Bu tür farklılıklar kişiyi iş ararken öncelikli bir duruma getirirken iş hayatında da kolay vazgeçilemez pozisyona getirir.

Bugün artık birden çok üniversite mezunu ve masterlı olmak, yurtdışında okumak, lisan bilmek, bilgisayar kullanmak işveren için yeterli nitelikler olmaktan çıktı. Eğitimciler ve aileler gençleri doğru yönlendirebilmek için dünyadaki gelişimleri, yeni iş alanlarını iyi takip etmeli, toplumun ihtiyaçlarını iyi irdelemelidir.

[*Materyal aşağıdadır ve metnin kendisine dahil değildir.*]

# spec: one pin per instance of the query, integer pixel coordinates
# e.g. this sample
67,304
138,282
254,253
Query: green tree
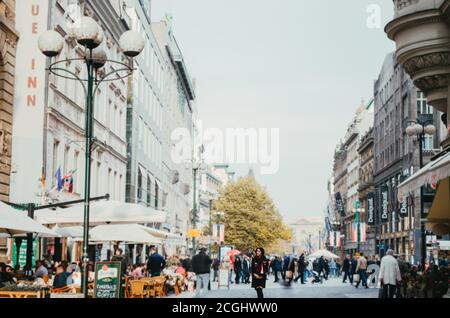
250,216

Gençler ise istedikleri, severek yapacakları bir meslekte başarılı olabileceklerini bilmelidir. Başarı mutluluğu da beraberinde getirecektir.

Sevgili gençler unutmayın,  CV’niz sizin yalnız ilk iş yerinizi belirleyecektir. Sonrası size aittir. Kalıcı olmanız ya da ikinci işinizi belirleyecek etken artık sizin öz gelişimizdir.